# How do you solve abs(x+10)=4x-8?

Aug 2, 2015

$x = 6$

#### Explanation:

Your absolute value equation looks like this

$| x + 10 | = 4 x - 8$

Right from the start, you know that the solutions to this equation must satisfy the condition

$4 x - 8 > 0 \iff x > 2$

That happens because the absolute value of a number, regardlesss if that number is positive or negative, is always positive.

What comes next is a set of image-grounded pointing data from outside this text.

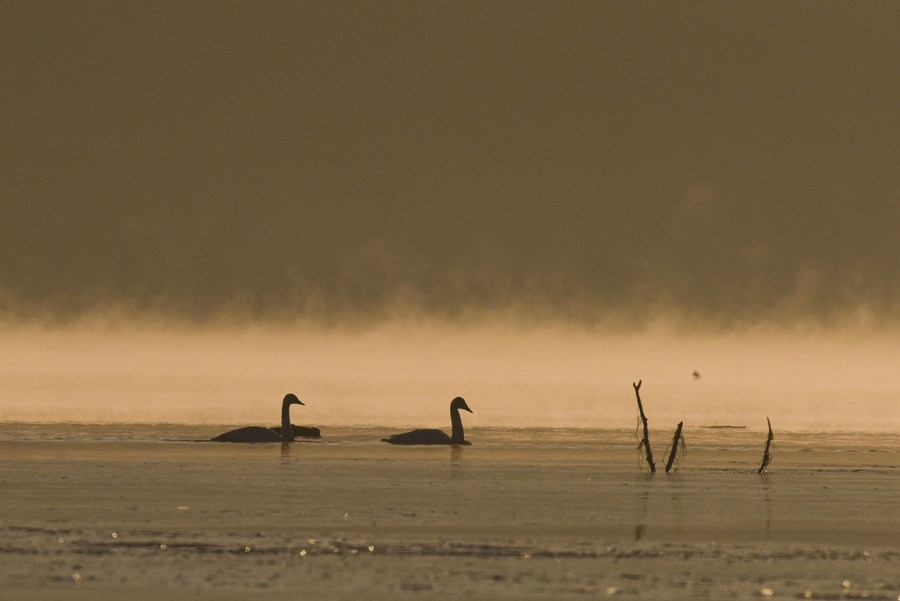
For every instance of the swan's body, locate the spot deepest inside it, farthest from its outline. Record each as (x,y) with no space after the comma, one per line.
(304,431)
(260,434)
(430,436)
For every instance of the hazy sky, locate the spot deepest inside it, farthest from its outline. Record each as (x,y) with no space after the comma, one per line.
(732,161)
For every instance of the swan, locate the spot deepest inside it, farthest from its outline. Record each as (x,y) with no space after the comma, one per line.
(429,436)
(260,434)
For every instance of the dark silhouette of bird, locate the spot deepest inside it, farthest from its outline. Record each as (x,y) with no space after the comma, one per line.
(261,434)
(433,437)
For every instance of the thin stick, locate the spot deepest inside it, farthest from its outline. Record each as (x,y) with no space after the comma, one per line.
(645,443)
(678,438)
(767,454)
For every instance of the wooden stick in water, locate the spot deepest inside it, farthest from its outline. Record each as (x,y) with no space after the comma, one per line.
(675,441)
(645,443)
(767,454)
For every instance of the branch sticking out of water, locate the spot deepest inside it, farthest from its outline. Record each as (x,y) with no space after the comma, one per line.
(767,454)
(677,445)
(645,443)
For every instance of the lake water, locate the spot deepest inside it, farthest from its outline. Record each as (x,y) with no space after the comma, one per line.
(112,511)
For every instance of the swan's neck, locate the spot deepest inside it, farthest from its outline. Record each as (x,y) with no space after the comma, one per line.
(287,431)
(457,436)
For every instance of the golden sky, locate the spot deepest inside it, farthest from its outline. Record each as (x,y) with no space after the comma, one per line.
(207,204)
(733,162)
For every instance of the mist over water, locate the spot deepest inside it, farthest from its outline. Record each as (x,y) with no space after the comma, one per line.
(381,207)
(406,374)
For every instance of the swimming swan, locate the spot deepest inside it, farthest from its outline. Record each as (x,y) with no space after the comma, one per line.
(429,436)
(260,434)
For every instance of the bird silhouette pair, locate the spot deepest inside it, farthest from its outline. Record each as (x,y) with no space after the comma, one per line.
(287,432)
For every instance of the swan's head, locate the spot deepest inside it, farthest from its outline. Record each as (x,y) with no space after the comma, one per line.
(291,399)
(460,403)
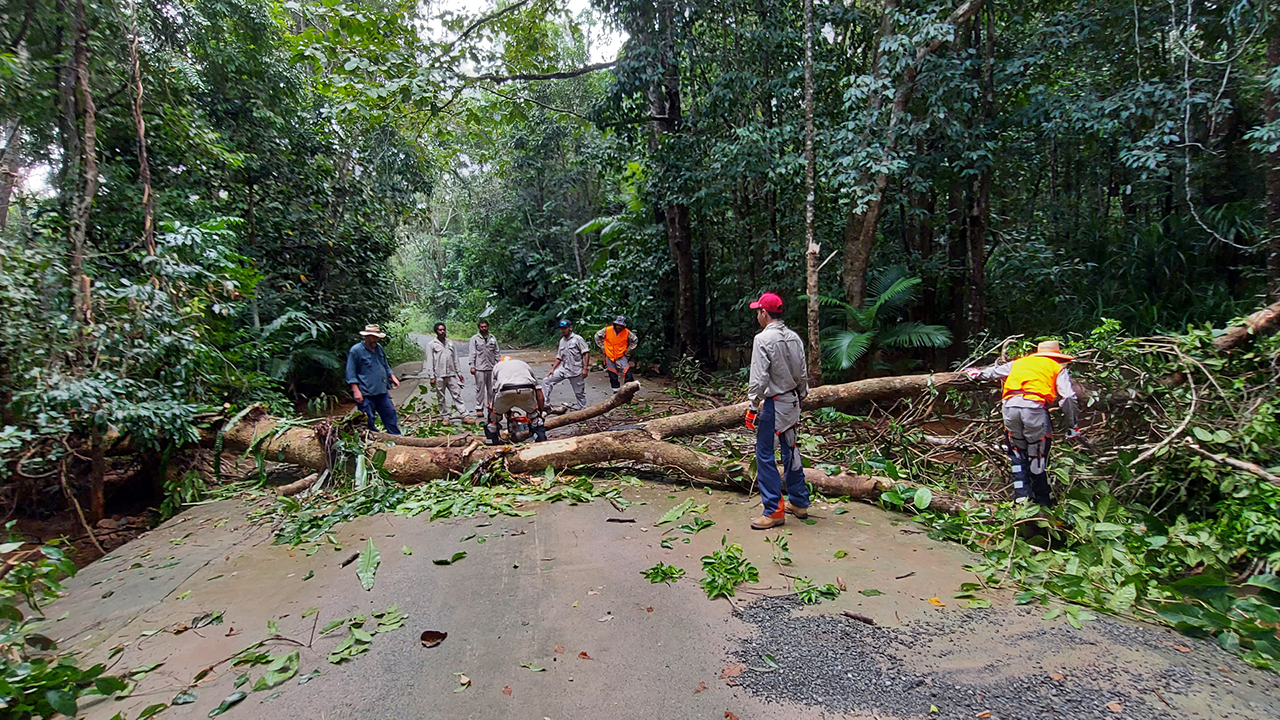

$\textcolor{b l u e}{| a | = \left\{\begin{matrix}a \text{ & " & "if " a>=0 \\ -a" & " & "if } a < 0\end{matrix}\right.}$

So, with this in mind, determine the equation's two possible solutions

• If $\left(x + 10\right) > 0$, you have

$| x + 10 | = x + 10$

and the equation becomes

$x + 10 = 4 x - 8 \implies x = \frac{18}{3} = \textcolor{g r e e n}{6}$

• If $\left(x + 10\right) < 0$, you have

$| x + 10 | = - \left(x + 10\right) = - x - 10$

This will get you

$- x - 10 = 4 x + 8 \implies x = \textcolor{red}{- \frac{18}{5}}$

This solution, $x = - \frac{18}{5}$, will be an extraneous solution because it does not satisfy the contion $x > 2$.

Therefore, $x = 6$ is the only solution to this equation.